The Internet Map Server extension, which began shipping commercially a few months ago, comes as part of ESRI's flagship geographic information system (GIS) product, ArcView, which is available in the federal market through various resellers and off government contracts. ESRI also introduced an ArcView tool for creating 3-D maps.
Internet Map Server will allow agencies to publish maps already stored in their databases as images within a World Wide Web browser. Moreover, agencies will be able to customize the product to allow end users to pan and zoom over map images to select which features they want displayed on a map or to view text that describes the map, according to ESRI.
Numerous agencies could take advantage of the Internet mapping tools, said David Brooks, federal sales representative for ESRI. Military bases, for example, may be able to set up kiosks to allow troops to see on an electronic map where they will be living on base as well as what amenities their housing will have or which parks and schools are nearby.
Officials at the Federal Emergency Management Agency also could use Internet map serving to access remotely detailed electronic maps of a disaster site while at the site itself, one GIS observer said.
Dennis Peacock, senior computer specialist at the Department of Housing and Urban Development, said his agency would like to put many more of its maps online as a service to its constituents -- from residents of HUD housing projects to state and local governments to HUD borrowers.
"All of the maps that we're doing on the desktop, we'd like to do on the Web," Peacock said. "We want to collect -- and it's not just mapping -- we want to be able to view that data by place.
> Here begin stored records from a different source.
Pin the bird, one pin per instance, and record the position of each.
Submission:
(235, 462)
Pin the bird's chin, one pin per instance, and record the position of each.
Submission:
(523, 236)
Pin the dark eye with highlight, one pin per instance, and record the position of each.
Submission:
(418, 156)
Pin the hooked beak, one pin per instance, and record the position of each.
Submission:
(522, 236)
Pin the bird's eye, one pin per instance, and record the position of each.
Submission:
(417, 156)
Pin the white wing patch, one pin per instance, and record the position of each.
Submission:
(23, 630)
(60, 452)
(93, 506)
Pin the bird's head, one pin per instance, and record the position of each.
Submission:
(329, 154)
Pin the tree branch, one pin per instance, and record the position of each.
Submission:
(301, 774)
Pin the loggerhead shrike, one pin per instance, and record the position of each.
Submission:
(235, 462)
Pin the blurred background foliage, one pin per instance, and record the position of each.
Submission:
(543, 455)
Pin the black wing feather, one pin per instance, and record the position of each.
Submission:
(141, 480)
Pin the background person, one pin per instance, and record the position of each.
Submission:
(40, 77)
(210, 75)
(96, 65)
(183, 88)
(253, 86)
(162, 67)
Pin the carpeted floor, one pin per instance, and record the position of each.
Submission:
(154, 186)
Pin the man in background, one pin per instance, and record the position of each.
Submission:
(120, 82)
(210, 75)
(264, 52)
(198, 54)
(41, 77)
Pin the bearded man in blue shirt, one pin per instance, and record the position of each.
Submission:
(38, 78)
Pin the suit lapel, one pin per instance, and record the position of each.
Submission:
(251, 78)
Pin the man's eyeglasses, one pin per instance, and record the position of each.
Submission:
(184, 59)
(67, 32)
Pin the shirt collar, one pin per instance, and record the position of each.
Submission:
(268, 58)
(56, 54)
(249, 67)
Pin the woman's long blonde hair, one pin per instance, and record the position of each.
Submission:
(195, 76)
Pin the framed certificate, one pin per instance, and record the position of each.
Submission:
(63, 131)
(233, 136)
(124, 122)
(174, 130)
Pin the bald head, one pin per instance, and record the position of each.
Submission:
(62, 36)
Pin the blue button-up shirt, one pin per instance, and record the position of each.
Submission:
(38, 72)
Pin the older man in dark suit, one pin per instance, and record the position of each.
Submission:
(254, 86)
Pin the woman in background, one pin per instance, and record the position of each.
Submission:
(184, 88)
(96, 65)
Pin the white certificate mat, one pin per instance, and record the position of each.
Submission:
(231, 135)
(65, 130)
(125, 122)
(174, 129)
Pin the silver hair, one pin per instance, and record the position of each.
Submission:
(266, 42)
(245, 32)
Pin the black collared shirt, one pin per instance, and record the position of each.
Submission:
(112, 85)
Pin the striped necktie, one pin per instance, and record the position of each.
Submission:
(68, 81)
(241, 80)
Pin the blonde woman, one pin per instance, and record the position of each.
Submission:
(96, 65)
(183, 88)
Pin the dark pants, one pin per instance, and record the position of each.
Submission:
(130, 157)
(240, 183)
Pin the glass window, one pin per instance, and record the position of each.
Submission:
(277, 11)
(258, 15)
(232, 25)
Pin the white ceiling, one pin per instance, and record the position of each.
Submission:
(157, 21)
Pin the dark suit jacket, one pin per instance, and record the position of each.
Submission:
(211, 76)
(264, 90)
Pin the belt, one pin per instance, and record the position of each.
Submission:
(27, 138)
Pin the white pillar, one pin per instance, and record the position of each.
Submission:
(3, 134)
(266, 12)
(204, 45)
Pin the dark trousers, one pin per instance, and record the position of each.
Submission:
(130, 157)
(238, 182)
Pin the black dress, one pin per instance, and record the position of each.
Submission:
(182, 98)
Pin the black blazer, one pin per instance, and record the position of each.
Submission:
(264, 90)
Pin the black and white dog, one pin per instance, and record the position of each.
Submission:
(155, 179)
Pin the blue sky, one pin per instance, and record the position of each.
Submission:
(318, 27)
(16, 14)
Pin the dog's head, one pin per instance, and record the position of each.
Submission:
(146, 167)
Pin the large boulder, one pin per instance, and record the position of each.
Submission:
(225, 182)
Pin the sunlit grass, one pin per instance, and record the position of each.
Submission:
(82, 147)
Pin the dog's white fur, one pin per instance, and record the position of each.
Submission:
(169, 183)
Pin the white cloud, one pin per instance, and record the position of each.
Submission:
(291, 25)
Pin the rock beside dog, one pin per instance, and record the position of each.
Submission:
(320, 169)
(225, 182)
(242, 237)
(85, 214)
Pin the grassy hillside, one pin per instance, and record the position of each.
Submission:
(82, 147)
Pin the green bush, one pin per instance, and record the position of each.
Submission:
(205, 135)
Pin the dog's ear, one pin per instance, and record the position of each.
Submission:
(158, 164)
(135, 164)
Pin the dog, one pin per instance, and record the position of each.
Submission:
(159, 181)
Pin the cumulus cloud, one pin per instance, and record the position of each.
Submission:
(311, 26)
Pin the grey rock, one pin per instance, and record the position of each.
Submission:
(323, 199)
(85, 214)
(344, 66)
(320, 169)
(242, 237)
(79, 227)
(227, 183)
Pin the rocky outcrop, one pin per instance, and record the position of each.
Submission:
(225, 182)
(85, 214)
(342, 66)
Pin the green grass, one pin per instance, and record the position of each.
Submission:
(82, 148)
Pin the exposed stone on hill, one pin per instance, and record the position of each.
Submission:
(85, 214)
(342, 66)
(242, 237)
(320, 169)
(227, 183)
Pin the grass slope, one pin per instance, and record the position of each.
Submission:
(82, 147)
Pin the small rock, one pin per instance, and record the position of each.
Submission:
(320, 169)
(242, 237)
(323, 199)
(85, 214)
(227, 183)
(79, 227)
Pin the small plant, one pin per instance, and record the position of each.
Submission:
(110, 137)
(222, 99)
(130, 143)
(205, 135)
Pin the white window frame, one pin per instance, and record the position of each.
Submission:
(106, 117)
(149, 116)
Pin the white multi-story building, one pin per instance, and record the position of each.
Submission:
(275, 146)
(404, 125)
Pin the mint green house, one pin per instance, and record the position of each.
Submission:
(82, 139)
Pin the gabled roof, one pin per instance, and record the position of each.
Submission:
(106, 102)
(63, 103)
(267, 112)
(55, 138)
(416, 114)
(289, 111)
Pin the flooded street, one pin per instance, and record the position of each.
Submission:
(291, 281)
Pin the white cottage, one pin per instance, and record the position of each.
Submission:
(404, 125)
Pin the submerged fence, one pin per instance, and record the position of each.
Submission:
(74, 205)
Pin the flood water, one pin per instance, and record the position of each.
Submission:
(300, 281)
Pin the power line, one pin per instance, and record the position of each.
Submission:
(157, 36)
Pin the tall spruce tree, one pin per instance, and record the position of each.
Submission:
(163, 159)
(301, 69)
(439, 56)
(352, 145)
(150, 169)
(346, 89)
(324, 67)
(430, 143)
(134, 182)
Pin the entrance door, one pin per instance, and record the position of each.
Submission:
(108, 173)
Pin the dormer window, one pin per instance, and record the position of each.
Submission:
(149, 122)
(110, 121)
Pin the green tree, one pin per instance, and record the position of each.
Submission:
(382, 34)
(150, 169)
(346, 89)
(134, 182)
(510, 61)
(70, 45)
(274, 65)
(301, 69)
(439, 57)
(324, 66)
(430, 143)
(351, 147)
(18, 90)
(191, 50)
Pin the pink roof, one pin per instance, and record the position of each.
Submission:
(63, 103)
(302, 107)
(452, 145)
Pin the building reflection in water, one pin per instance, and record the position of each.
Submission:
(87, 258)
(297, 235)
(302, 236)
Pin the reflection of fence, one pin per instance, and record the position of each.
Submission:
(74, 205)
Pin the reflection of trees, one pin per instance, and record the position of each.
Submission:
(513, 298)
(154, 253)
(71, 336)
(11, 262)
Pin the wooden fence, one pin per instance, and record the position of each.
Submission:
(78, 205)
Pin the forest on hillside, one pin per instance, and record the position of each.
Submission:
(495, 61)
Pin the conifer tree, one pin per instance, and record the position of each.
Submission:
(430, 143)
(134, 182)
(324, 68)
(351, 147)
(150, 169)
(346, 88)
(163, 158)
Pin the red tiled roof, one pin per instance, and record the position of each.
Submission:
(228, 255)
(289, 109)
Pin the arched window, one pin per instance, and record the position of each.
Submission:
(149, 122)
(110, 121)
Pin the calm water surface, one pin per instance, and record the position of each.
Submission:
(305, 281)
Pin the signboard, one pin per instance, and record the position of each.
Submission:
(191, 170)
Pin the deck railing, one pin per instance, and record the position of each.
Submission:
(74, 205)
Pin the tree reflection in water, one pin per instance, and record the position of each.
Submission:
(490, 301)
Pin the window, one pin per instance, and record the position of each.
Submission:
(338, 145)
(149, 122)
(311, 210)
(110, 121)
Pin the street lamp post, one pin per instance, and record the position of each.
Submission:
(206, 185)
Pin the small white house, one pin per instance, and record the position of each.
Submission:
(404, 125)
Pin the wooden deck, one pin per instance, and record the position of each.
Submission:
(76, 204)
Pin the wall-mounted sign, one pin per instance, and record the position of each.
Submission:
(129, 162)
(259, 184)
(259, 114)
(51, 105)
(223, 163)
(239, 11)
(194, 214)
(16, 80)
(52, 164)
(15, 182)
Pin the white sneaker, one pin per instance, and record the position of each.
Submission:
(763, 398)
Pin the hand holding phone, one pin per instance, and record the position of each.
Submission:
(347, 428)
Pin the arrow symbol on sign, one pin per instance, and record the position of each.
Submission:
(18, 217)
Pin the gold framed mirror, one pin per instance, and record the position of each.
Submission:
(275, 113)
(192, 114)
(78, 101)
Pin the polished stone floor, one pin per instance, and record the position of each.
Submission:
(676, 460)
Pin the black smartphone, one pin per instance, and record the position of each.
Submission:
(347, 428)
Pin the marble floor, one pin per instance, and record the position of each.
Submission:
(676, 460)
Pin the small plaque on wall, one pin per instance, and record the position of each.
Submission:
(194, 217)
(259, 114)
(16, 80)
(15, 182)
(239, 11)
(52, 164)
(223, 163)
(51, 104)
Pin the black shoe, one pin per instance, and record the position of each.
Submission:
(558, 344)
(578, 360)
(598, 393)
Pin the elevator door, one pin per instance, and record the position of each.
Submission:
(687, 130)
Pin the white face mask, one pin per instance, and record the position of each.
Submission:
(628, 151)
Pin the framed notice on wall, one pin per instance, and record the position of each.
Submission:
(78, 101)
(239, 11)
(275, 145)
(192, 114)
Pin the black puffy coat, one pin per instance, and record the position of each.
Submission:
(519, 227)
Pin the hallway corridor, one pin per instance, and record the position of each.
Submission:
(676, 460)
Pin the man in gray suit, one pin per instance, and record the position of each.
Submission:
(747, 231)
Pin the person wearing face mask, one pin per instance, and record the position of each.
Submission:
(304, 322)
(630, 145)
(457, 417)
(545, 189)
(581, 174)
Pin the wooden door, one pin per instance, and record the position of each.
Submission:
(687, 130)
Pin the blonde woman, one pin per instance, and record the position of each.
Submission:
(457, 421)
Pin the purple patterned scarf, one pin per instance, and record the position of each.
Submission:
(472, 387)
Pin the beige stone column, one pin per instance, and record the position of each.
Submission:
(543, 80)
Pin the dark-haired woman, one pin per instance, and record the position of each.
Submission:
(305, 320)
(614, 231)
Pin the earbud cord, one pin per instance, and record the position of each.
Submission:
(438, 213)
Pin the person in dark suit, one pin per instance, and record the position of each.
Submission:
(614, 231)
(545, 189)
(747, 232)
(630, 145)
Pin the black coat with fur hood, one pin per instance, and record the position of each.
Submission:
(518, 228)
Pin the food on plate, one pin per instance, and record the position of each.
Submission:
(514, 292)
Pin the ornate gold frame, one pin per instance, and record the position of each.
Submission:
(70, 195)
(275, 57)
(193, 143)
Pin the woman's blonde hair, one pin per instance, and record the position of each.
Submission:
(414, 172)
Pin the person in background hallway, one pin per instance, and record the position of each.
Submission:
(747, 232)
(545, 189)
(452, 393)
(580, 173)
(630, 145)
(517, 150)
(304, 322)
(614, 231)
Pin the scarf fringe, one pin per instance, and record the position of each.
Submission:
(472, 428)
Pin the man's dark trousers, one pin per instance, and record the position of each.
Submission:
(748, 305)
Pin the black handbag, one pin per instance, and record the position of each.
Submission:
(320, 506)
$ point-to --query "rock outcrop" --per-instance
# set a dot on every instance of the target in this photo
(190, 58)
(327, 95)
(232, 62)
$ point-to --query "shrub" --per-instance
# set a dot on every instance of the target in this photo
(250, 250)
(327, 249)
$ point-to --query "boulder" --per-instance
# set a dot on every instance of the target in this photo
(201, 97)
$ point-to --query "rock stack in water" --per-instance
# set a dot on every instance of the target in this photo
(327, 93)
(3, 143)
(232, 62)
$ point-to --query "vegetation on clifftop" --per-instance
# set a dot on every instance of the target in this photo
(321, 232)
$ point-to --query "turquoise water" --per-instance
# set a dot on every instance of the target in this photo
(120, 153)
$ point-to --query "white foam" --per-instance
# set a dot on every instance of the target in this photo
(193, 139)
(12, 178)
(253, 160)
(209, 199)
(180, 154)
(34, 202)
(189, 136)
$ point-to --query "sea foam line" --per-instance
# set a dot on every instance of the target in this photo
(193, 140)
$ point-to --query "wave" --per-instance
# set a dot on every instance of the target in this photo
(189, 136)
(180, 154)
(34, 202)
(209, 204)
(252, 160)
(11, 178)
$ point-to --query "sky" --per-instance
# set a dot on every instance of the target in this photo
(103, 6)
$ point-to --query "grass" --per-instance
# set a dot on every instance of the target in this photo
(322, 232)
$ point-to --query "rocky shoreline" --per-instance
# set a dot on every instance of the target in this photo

We want to be able to see HUD's interest in any congressional district, city or state."
Officials at the National Imagery and Mapping Agency, which supplies maps to the military and intelligence communities, have made known their intention to share more maps in an Internet-like environment.
But ESRI is aiming for a broad spectrum of agencies, not just those with military missions and high-end hardware, the company said. Internet Map Server is compatible with Intel Corp. 386-based computers and can run on the Microsoft Corp. Windows 3.1 platform as well as Windows 95, according to Brooks. "[Agencies] can take a lot of these old machines and turn them into map machines," he said.
But agencies may want to look before they leap into Internet mapping, said Matthew D. Syrett, owner of New York-based Palimpsest Consulting, an Internet and GIS consulting firm. Such products as Internet Map Server would work better when coupled with an intranet rather than the Internet, Syrett said. "It works great if you just want to sit there and share data over an intranet," he said. "But if your doors are open and people start hitting you, it's really going to be a performance drag."
But Syrett is not discounting the Internet as a good mate for GIS. "It's a great information dispersal tool," he said, explaining that the medium could have a welcome application as a tool to inform the public on community-interest topics, such as the locations of hazardous waste sites.